In this article, we explore how decision-makers can take on this responsibility via trusted analytics by laying out a high-level governance framework. Subsequently, we deep dive into one crucial aspect that should be part of it: peer reviews.

Challenges in trust

Organizations that are able to build and deploy algorithms at scale are tapping into a power for insights and decision-making that potentially far exceeds human capability. But incorrect algorithms can be destructive when they produce inaccurate or biased results. It makes decision-makers therefore hesitant to hand over decisions to machines without knowing how they work. Later in this article, we propose a high-level structure for decision-makers to take on the responsibility to trust the algorithms they want to rely on, but first we need to understand their challenges. Based on our experience, we listed some of the key questions that we receive when organizations aim to deploy algorithms at scale:

  • How do you know if our algorithms are actually doing what they are supposed to do? Both now, as well as in the future?
  • How do we know if our algorithms are actually in compliance with the laws and regulations that are applicable to our organization?
  • How do we know if our algorithms are actually built in alignment with our own, and industry-wide standards and guidelines?
  • How do we know if our algorithms are inclusive, fair and make use of appropriate data?
  • How do we know if our algorithms are still valid when the world around us changes?
  • How do we know if our algorithms are still valid when our organization makes a strategic change, e.g. optimizing on profit instead of turnover?
  • How do we know if our algorithms can still be understood if key people that worked on it leave the organization?

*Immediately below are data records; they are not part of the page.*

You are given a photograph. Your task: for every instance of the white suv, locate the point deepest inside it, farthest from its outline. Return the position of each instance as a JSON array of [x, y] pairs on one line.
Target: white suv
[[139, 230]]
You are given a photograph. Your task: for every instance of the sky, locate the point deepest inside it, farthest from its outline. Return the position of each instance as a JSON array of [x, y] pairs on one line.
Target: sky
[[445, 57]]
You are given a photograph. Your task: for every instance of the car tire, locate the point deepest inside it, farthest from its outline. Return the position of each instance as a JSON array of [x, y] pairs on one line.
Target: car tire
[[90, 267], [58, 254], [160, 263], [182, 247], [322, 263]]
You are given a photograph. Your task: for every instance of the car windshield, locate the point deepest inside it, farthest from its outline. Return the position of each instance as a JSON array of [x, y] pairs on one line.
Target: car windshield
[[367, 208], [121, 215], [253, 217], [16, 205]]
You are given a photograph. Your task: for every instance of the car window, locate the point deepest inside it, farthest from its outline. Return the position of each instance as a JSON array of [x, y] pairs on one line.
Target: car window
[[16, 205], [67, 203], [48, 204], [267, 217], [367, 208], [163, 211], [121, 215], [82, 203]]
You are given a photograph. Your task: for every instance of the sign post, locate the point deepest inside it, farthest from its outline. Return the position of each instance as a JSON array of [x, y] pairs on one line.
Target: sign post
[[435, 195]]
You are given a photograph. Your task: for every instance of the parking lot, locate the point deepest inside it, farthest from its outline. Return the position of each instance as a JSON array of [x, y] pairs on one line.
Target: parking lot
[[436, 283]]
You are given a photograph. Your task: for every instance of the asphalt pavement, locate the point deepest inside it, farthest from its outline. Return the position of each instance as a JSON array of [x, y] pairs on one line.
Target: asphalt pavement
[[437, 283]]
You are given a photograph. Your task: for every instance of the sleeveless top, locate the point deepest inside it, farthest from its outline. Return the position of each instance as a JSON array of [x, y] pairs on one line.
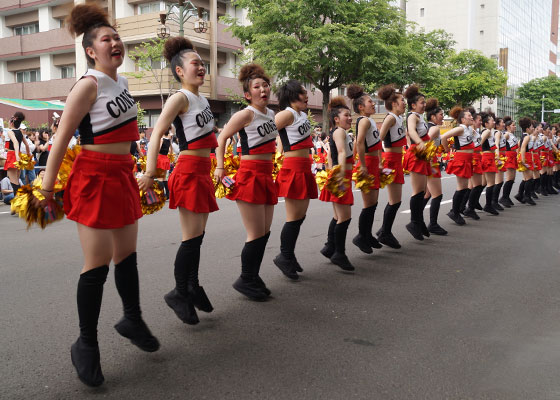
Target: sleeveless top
[[112, 118], [372, 142], [396, 137], [421, 127], [194, 128], [465, 141], [334, 149], [165, 144], [297, 135], [19, 137], [259, 137]]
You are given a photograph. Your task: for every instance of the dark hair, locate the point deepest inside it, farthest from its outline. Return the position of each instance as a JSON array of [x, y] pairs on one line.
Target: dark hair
[[335, 106], [357, 95], [17, 119], [249, 72], [412, 94], [173, 52], [86, 19], [288, 93], [525, 123], [389, 95]]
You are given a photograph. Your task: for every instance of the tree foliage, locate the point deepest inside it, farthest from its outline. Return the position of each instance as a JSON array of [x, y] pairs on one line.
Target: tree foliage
[[465, 78], [530, 95], [327, 43]]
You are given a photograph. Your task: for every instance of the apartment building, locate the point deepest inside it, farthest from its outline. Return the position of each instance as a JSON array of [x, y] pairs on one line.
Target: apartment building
[[39, 60], [522, 35]]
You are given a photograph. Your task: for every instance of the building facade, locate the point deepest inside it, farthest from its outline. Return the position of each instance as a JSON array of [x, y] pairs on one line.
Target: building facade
[[39, 60], [522, 35]]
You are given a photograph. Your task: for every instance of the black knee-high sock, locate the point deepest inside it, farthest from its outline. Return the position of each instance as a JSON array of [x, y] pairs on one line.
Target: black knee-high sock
[[89, 296], [126, 280], [434, 209], [340, 236], [288, 237], [389, 216]]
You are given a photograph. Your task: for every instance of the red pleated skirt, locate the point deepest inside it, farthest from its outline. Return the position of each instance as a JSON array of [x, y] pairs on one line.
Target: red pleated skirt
[[295, 179], [477, 163], [461, 165], [348, 197], [190, 185], [394, 161], [489, 162], [254, 183], [372, 164], [10, 160], [413, 164], [163, 162], [102, 192]]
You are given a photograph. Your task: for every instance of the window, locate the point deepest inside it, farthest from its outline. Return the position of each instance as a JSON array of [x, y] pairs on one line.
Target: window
[[32, 75], [149, 7], [67, 71], [26, 29]]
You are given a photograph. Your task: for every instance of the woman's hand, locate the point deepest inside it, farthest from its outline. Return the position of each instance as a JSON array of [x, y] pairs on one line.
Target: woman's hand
[[145, 182]]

Obviously, for trusting algorithms to achieve their objective and for decision-makers to assume responsibility and accountability of their results, it’s essential to establish a framework (powered by methods and tools) to address these challenges and to facilitate responsible adoption and scale of algorithms. Yet, we also know there is a contradictory force that typically holds back the implementation of such a framework: the need for innovation. Because if we take a closer look how advanced analytics techniques are applied in practice, we notice that algorithms are often the result of cycles of trial and error driven by data scientists and other experts in search of valuable insights coming from data. It is a highly iterative process that benefits from a lot of freedom. If the only goal is to empower innovation, this approach is obviously very helpful. But as soon as the goal is to actually build algorithms that are ready for production, this same level of freedom will probably cause insufficient basis to do so. Because how can a decision-maker trust an algorithm that was developed by trial and error?

High-level framework to govern algorithms

In the previous paragraph, we summarized the challenges of decision-makers and explained why in advanced analytics developments it is of upmost importance to carefully balance innovation and governance throughout a non-linear staged process: insufficient control leads to algorithms that cannot be trusted, while too much control will stifle innovation and therefore negatively impact the competitive power of organizations.

We believe the solution lies in a governance framework that uses a three-phased approach, in which each phase has its own level of control. In the first phase, the level of control is relatively low as this will help empower innovation. It will result in “minimum viable algorithms” that can be further developed in the solution development phase, which holds an increased level of control. Lastly, in the consumption phase, algorithms are actually deployed and monitored. If advanced analytics techniques are applied according to the lines of these three phases, the result should be inherently trustworthy algorithms. Per phase, the framework should consist of specific checks and balances that will help to govern the entire process, balancing the level of control in each phase. During each hand-over moment from one phase into the next, these checks and balances act as entry criteria for the next phase, which can be verified via internal peer reviewers.

C-2019-4-Smits-01-klein

Figure 1. High-level governance framework. [Click on the image for a larger image]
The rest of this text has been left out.